Thirty-one percent of consumers surveyed in June said they had applied for a credit card in the past year, according to the N.Y. Fed’s Survey of Consumer Expectations. That was up from 28.5 percent in February, the previous time the question was asked.
The rate of card applications by consumers in the June survey was the highest recorded since the series began in 2013.
“That fits with what we see happening in the consumer sector as a whole,” said Richard Moody, chief economist for Regions Bank in Birmingham, Alabama. “There’s been continuing job and income growth” to support more consumer credit.
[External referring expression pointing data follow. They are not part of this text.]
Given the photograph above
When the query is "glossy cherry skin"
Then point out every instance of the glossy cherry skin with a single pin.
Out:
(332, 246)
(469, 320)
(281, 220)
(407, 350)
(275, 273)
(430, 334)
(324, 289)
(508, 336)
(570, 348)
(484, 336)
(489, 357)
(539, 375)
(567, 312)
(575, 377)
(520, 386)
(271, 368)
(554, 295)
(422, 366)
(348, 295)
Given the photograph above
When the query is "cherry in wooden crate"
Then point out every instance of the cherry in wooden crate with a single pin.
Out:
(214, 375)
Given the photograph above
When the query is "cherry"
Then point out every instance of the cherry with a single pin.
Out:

The look at applications comes as other Fed data show that balances on credit cards are approaching previous records as well. Revolving credit balances – chiefly credit card debt – climbed $2.3 billion to $953.3 billion in May, marking the 11th monthly increase seen during the past 12 months. Balances hit their historical high water mark of more than $1 trillion in 2008.
People with fair to poor credit have the largest appetite for credit cards, the survey showed. Of people who had applied for a card, 37 percent had a credit score less than 680, and 35 percent had a score between 680 and 760. People with high credit scores over 760 made up the remainder of applicants.
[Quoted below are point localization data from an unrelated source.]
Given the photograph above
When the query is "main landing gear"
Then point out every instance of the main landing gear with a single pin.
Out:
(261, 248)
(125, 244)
“The drop in rejection rates was observed for all credit types except housing-related debt applications,” the New York Fed said in a statement accompanying the data release. Rejection rates for all types of credit tracked reached a record low for the series.
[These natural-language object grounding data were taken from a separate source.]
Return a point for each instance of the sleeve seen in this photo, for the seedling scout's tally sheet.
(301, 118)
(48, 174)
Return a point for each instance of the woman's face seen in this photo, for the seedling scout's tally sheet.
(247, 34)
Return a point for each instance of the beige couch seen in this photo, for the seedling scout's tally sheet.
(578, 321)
Only 5 percent of respondents reported holding off on applying for credit of any sort because of the likelihood of rejection, about the same rate of discouraged consumers as the previous survey.
The monthly Survey of Consumer Expectations includes questions about people’s experiences in the credit market every four months, in February, June and October. The look at the credit market began in October 2013, including data on home and auto loans as well as credit cards.
Consumers’ appetite for credit cards doesn’t show much sign of tapering off. Eleven percent said it’s likely they’ll apply for a card in the next 12 months, about the same as in February.
Is there a danger consumers will get overextended?
“I don’t know we’re at that point yet,” Moody said. Card balances have been growing fairly slowly, and the economy still has room to improve as many people remain unable to find full-time work.
“I don’t think anyone’s going to lose control – memories of the last downturn are fairly fresh,” he said. Lenders are remaining cautious with underwriting with an eye to borrowers’ income and ability to carry monthly payments.
In other results from the survey:
- 12 percent requested an increase in their credit limit, down from 15 percent in February. Sixteen percent who sought an increase in the past year reported being rejected, down from 22 percent.
- Consumers put their chance of being rejected for a future card application at 28 percent, on average, the same level of pessimism as in February’s survey.
- 14 percent of respondents said they had closed at least one account of all types voluntarily in the past year, about the same as in February.